In [2]: i = pd.MultiIndex.from_tuples([(0, 'a'), (0, 'b'), (1, 'a')])
In [3]: i
Out[3]:
MultiIndex(levels=[[0, 1], ['a', 'b']],
labels=[[0, 0, 1], [0, 1, 0]])
In [4]: i.values
Out[4]: array([(0, 'a'), (0, 'b'), (1, 'a')], dtype=object)
In [5]: i.get_indexer([(0,'b'), (1, 'a'), (2, 'c')])
Out[5]: array([ 1, 2, -1])
Here's what searchsorted does; I am using an interger array because numpy doesn't play nice with tuples. It returns the indexer of the match (IOW where it is in the array). Note if something is not found it returns the last index before that (which is really unintuitve!)
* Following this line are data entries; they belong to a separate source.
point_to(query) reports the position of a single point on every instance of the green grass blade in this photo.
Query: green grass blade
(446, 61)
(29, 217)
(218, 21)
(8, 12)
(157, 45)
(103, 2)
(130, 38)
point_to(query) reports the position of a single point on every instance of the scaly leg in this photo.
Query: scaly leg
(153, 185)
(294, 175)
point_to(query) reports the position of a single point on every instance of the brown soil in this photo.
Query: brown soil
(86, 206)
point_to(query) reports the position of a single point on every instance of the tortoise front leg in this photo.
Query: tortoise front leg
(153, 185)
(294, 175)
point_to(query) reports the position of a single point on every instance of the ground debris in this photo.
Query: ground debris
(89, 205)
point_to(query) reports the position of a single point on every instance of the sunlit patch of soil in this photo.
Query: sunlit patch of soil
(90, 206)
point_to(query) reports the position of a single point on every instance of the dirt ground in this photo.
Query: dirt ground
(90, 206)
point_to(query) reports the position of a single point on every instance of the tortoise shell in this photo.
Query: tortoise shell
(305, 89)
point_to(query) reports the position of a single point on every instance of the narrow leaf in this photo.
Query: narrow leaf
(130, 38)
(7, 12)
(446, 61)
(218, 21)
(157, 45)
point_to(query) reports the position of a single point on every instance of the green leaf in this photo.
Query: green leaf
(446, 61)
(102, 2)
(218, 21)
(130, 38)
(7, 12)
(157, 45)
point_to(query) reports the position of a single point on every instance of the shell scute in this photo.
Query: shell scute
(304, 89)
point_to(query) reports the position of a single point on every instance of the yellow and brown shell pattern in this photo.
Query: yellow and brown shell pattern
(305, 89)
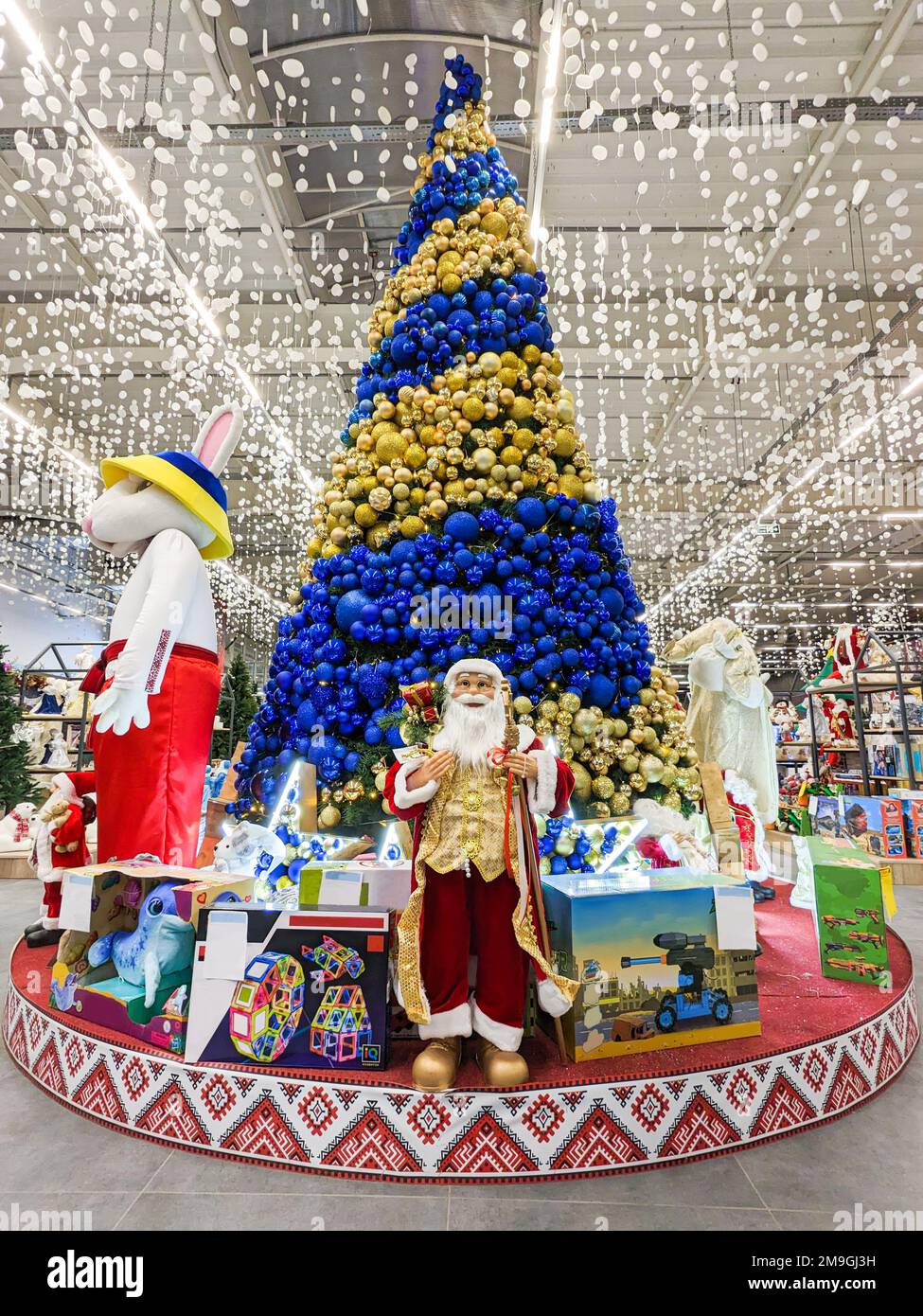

In [6]: np.array([1, 2, 3]).searchsorted([2, 3])
Out[6]: array([1, 2])
In [7]: np.array([1, 2, 3]).searchsorted([2, 3, 5])
Out[7]: array([1, 2, 3])
Comment From: bhavybarca
@jreback this issue still open ?
Comment From: jreback
yes
Comment From: bhavybarca
@TomAugspurger @jreback i am a little bit confused to what should i do exactly, i mean should i simply raise a NotImplementedError as said by @jreback ? or should i replace the searchsorted by get_indexer and somehow get a value for even tuples as said is issue example
Comment From: TomAugspurger
If supporting searchsorted
is an option that makes sense. https://github.com/pandas-dev/pandas/issues/14833#issuecomment-276719307 indicates that that can be done using get_indexer
.
Comment From: btel
Since there was no activity since March, I would be interested in working on this issue. It might be nice to implement searchsorted as suggested by @jreback, but the issue I see is that numpy's searchsorted can give the location of an element in a sorted array that would keep the sort order even if the element does not exist. Here is an example:
>>> np.searchsorted([1, 3, 5], [2])
array([1])
From what I understand .get_indexer
will simply return -1 (element not found). Naive implementation of numpy's behaviour might use bisect
module from Python's standard library for the not-found elements, but it would be rather inefficient.
Interestingly, numpy's searchsorted can also work with tuples if we define an appropriate dtype:
>>> dtype = [("int", 'i8'), ("str", "U1" )]
>>> arr = np.array([(0, 'a'), (0, 'b'), (1, 'c')], dtype=dtype)
>>> arr.searchsorted(np.array([(1, 'a')], dtype=dtype))
array([2])
A possible implementation of searchsorted would then coerce the multiindex to an ndarray with adapted dtype, and use the numpy's builtin searchsorted. What do you think?
Comment From: jreback
so this might be easier now as the implementation of MI was recently refactored to directly keep the underlying codes in the cython table
Comment From: SaturnFromTitan
take
Comment From: Condielj
take
Comment From: GSAUC3
Hi, is anyone still working on this, or may I take it up? if the answer is NO, i.e. no one is working on this, then i have a couple of question:
btel suggested in https://github.com/pandas-dev/pandas/issues/14833#issuecomment-430431631
This can be one way to handle it. but it assumes the input array to be of 2-dimensional. Should the input array be restricted to 2 dimensional ? May i go ahead with this implementation, or should i just simple raise NotImplementedError ?
Comment From: GSAUC3
take
Comment From: GSAUC3
@jreback hi, I am relatively new to open source, and i saw there was no activity on this, since march 2022, so i thought of taking this issue up. I see that @mroeschke has removed this from contributions welcome. I am not entirely sure what exactly it means. Does that mean no contributions will be accepted? Apologies if this is a silly doubt, and thanks for your guidance in advance.